Stoichiometric operation benefits from low knocking tendency

Following ignition in the pre-chamber, the pressure inside it quickly rises, with spark energy multiplying by several order of magnitudes and several torch jets shooting into the main combustion chamber. “This leads to multiple places of ignition outside the center of the combustion chamber and, in general, brings about rapid combustion and a lower knock tendency in gasoline engines”, explains Marc Sens, Senior Vice President of Advance Gasoline Powertrain Development at IAV. “This makes it possible to increase their geometric compression, significantly improving their efficiency.” Pre-chamber ignition is of particular interest for engines with very high dilution rates which are a key option in connection with powertrain hybridization. “In future, the combustion engine will in most cases be operated at higher loads where avoiding knock as well as real-gas and wall heat losses limit efficiency”, says Dr. Emanuel Binder, development engineer in Marc Sens’ section. “The lean-burn process represents a major development step, making it possible to increase gasoline engine efficiency from today’s volume production maximum of 38 percent at best to 43 percent and more.”

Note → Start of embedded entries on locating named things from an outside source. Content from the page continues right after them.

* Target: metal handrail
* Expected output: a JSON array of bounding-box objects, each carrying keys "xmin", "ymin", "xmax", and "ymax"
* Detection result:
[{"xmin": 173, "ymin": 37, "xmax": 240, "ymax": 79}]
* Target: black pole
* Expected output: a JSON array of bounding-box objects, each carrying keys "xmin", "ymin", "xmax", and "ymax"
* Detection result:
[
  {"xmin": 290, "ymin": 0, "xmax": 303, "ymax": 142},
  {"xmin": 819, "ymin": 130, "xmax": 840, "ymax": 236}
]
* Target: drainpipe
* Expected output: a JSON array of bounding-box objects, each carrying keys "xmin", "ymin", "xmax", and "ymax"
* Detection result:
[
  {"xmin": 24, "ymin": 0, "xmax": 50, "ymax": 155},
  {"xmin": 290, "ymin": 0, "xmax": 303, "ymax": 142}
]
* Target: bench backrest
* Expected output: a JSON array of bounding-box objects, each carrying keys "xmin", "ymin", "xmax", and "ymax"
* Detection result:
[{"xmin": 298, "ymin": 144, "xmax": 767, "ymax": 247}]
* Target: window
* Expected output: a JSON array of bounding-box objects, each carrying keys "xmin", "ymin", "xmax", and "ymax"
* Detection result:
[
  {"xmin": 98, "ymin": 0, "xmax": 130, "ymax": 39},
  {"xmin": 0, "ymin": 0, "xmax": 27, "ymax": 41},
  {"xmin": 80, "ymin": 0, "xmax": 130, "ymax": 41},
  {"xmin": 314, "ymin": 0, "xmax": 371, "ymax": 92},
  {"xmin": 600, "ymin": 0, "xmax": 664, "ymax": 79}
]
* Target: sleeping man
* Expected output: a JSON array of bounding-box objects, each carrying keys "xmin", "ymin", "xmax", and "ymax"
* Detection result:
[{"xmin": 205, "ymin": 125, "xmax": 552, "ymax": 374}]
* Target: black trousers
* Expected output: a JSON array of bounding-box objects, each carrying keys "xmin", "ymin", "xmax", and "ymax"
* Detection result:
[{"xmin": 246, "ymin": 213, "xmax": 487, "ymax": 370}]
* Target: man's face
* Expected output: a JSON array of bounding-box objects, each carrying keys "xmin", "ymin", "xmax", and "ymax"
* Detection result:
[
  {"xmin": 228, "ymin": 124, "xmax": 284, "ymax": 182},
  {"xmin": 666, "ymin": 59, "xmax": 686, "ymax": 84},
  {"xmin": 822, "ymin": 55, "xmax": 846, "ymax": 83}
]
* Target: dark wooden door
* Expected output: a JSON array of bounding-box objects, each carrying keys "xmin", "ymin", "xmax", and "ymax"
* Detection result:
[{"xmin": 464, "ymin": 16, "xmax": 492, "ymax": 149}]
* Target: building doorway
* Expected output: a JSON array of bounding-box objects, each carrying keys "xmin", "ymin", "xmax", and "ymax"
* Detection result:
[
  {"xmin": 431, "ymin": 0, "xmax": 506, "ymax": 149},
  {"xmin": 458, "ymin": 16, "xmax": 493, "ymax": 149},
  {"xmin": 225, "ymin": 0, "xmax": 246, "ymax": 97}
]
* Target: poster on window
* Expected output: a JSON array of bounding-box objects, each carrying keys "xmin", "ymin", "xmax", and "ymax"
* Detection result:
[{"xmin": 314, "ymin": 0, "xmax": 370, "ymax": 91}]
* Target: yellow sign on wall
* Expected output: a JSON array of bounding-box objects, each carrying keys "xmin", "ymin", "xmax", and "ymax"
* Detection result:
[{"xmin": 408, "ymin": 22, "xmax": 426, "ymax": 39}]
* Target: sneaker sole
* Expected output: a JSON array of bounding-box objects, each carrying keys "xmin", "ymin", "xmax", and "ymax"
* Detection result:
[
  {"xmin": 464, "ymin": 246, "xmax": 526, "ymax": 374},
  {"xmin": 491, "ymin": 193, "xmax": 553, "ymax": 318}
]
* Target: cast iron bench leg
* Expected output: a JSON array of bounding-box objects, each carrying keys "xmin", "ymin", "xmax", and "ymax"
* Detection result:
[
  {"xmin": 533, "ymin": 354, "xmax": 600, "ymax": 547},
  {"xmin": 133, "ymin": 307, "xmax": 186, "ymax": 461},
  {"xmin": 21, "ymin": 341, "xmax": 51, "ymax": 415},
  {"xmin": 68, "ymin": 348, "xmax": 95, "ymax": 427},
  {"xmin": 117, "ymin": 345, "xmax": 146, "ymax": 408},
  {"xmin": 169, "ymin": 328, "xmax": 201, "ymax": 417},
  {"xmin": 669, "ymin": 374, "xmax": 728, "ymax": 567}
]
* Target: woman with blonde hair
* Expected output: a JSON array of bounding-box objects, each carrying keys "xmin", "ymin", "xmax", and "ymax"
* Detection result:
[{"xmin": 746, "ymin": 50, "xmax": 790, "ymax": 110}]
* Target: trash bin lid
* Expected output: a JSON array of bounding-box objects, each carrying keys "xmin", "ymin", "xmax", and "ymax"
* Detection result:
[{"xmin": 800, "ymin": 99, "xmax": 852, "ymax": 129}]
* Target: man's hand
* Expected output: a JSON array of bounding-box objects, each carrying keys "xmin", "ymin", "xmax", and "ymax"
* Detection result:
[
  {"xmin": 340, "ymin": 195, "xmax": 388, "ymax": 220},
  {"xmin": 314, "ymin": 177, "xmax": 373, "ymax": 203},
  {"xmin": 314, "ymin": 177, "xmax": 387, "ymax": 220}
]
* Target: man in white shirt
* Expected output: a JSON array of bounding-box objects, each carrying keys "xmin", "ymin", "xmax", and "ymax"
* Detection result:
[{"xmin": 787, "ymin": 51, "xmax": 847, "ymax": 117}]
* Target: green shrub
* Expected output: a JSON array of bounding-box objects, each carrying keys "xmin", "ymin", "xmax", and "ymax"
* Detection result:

Reliable and rapid combustion as well as low NOx emissions for lean-burn engines

The poor ignition and slow burn-through of the mixture as well as excessively high NOx emissions have so far stood in the way of using leanburn engines. These obstacles are now removed by pre-chamber ignition: Even with highly diluted mixtures – whether with air or with exhaust gas – high ignition energy guarantees that reliable and rapid combustion takes place everywhere. In the case of air dilution, homogeneous lean mixtures with air/fuel ratios well over two can be ignited and efficiently combusted, permitting NOx emissions close to the detection limits. The combination of pre-chamber ignition, lean-burn engines and hybridization could therefore noticeably reduce the fuel consumption of gasoline-powered vehicles.

Engines operating on the Miller or Atkinson principle also benefit from pre-chamber ignition. Their usual lack of turbulence in the combustion chamber is compensated for by the additional turbulence of the jets from the pre-chamber. This permits reliable and rapid combustion here as well, and these combustion processes can demonstrate their benefits (e.g. lower wall heat losses) to the full. “Using pre-chamber ignition, we can boost the efficiency not only of today’s engines but also of new technologies”, Sens says. “Successively, it will allow us to enhance the gasoline engine.”

The potential that pre-chamber ignition harbors is demonstrated by tests on a single-cylinder engine operated with passive or active pre-chamber ignition. With the passive option, fuel consumption in the WLTC fell by up to three percent as a result of the higher compression, and further efficiency improvements could well be possible. Active pre-chamber ignition even produced savings of up to eight percent in the WLTC. “These results are highly promising”, Binder reports. “And we see further potential for optimization by factoring pre-chamber ignition into designing the combustion chamber of new engines.”

Integrated pre-chamber systems are of interest

IAV’s pre-chamber ignition solution is distinguished by a number of unusual design features. Part of the pre-chamber is integrated into the cylinder head and the existing cooling system, and requires no special spark plugs. The cap with the outlet bores, in contrast, is designed as a separate component. The active variant additionally injects a mixture of fuel and air into the pre-chamber at a pressure of five to ten bar whereas other solutions use fuel only or a second fuel under very high pressure. “Prepared outside the pre-chamber, the mixture reduces the chemical losses in the pre-chamber, wall wetting and the emission of hydrocarbons and particulate matter”, Sens reports. The passive option also sets itself apart from other models. It works reliably even at low loads and temperatures, refuting fears that the process will not function at all engine operating points. Consequently, there is no longer anything to stand in the way of using pre-chamber ignition – and not only in gaspowered engines and Formula 1.